The inverters 10 and 12 of the power supply apparatus according to the above-described embodiment are full-bridge type inverters, but the type of the inverters useable for the present invention is not limited to the full-bridge type, and inverters of the half-bridge type can be used, instead, for example. Also, although IGBTs are used as the semiconductor switching devices 14a-14d and 20a-20d of the inverters 10 and 12 in the above-described embodiment, other devices such as MOSFETs and bipolar transistors may be used instead. The power supply apparatus has been described as being for a welder, but it may be used as a power supply apparatus for other uses. Further, according to the described embodiment, the value of the AC voltage between the AC power supply terminals 2a and 2b is detected by means of the voltage detecting unit 38, the voltage between the positive and negative DC power supply terminals 8p and 8n may be detected instead, for the same purpose. Further, the single-phase AC power supply 4 has been described as providing either a 200 V level voltage or a 400 V level voltage, but an AC power supply providing other voltage, such as either one of a 200 V level voltage and a 600 V level voltage, or either one of a 400 V level voltage and a 600 V level voltage, may be used. Further, in place of the single-phase AC power supply 4, a three-phase AC power supply providing either of two different value three phase voltages may be used. In such case, the voltage detecting unit 38 can be arranged to detect a voltage between only two of the three output terminals of the three-phase AC power supply.

Claims

1. A power supply apparatus comprising:

first and second inverters each having a first-polarity power supply input terminal and a second-polarity power supply input terminal;

a first mechanical contact connected between said first-polarity power supply input terminals of said first and second inverters;

a second mechanical contact connected between said second-polarity power supply input terminals of said first and second inverters;

a first DC power supply terminal connected to said first-polarity power supply input terminal of said first inverter, and a second DC power supply terminal connected to said second-polarity power supply input terminal of said second inverter, a DC voltage being applied between said first and second DC power supply terminals;

driving means operating to open said first and second mechanical contacts when said DC voltage is larger than a predetermined value and close said first and second mechanical contacts when said DC voltage is not larger than said predetermined value; and

a diode connected between said second-polarity power supply input terminal of said first inverter and said first-polarity power supply input terminal of said second inverter, said diode being poled to be conductive when the voltage at the second-polarity power supply input terminal of said first inverter is higher than the voltage at the first-polarity power supply input terminal of said second inverter.

2. (canceled)

3. The power supply apparatus according to claim 1, further comprising rectifying means having one output terminal connected to said first DC power supply terminal, having the other output terminal connected to said second DC power supply terminal, and having an input terminal receiving one of first and second AC voltages, said second AC voltage having a value larger than the value of said first AC voltage; said driving means operating to close said first and second mechanical contacts when the AC voltage at the input terminal of said rectifying means is said first AC voltage, and to open said first and second mechanical contacts when the AC voltage at said input terminal of said rectifying means is said second AC voltage.

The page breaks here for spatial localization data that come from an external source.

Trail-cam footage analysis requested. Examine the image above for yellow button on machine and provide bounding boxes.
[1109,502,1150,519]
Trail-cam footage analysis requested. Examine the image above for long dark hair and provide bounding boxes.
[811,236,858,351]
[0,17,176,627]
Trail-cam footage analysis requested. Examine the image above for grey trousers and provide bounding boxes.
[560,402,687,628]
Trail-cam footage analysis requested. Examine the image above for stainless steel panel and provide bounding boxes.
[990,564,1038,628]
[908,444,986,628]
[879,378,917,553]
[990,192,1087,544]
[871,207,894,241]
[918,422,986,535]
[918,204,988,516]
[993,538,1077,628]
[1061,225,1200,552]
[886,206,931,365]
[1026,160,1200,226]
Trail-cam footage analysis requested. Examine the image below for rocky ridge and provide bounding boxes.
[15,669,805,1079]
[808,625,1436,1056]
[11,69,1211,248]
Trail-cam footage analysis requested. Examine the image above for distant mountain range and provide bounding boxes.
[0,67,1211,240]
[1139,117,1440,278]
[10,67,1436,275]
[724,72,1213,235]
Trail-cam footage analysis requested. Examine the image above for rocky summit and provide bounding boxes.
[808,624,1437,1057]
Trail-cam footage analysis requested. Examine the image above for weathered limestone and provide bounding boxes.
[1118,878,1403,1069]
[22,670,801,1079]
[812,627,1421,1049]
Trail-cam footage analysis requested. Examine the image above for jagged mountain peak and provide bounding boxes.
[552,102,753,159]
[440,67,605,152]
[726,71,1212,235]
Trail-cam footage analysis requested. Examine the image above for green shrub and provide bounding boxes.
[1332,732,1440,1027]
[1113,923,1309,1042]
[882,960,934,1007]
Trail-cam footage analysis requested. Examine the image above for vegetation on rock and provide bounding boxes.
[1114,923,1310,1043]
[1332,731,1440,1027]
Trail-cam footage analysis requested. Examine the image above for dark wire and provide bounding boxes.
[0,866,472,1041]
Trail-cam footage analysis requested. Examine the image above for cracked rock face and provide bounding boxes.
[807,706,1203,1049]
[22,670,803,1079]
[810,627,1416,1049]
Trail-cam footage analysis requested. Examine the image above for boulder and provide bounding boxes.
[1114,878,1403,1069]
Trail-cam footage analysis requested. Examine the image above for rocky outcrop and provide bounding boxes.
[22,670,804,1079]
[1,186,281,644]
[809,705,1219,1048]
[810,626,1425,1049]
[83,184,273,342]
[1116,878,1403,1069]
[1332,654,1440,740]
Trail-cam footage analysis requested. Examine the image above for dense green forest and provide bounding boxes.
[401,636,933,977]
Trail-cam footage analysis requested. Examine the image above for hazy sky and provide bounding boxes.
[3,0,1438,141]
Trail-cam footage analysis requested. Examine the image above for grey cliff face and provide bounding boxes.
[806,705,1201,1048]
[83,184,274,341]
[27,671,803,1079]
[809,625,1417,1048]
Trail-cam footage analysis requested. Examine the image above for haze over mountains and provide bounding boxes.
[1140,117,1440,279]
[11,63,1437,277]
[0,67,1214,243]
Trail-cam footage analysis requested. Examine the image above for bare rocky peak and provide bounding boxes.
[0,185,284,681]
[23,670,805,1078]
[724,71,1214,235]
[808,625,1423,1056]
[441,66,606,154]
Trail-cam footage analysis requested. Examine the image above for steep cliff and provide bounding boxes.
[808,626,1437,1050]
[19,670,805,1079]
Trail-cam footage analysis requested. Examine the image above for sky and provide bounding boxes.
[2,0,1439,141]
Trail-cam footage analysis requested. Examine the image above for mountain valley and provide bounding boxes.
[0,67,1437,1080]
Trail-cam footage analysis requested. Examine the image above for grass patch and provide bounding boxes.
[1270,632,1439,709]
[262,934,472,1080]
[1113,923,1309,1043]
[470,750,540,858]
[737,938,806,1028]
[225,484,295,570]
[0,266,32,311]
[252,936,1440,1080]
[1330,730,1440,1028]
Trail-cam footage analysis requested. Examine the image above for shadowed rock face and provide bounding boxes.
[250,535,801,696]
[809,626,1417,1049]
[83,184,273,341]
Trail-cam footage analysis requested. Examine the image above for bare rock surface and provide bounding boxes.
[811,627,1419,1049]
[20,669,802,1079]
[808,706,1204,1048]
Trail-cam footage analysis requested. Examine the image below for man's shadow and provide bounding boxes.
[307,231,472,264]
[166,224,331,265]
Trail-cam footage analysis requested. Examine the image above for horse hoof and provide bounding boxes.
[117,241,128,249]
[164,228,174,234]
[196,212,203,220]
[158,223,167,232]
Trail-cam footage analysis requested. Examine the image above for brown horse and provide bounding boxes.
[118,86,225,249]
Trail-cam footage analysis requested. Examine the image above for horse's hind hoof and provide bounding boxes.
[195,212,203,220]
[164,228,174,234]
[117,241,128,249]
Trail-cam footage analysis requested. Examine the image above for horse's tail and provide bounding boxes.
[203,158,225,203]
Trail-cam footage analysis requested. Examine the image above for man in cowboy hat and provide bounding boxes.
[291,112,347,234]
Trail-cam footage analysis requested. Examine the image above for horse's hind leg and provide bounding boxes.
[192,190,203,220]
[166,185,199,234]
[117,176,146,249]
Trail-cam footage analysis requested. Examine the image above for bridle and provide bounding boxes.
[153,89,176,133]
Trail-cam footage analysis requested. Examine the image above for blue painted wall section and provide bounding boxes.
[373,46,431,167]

4. The power supply apparatus according to claim 1, wherein said first and second inverters, said first and second mechanical contacts, said driving means and said diode are housed in a casing, each of said first and second mechanical contacts, when said casing falls or when impact is given to said casing, is liable to temporarily change the state thereof from one of the open and closed states in which each of said mechanical contacts is, to the other of said open and closed states.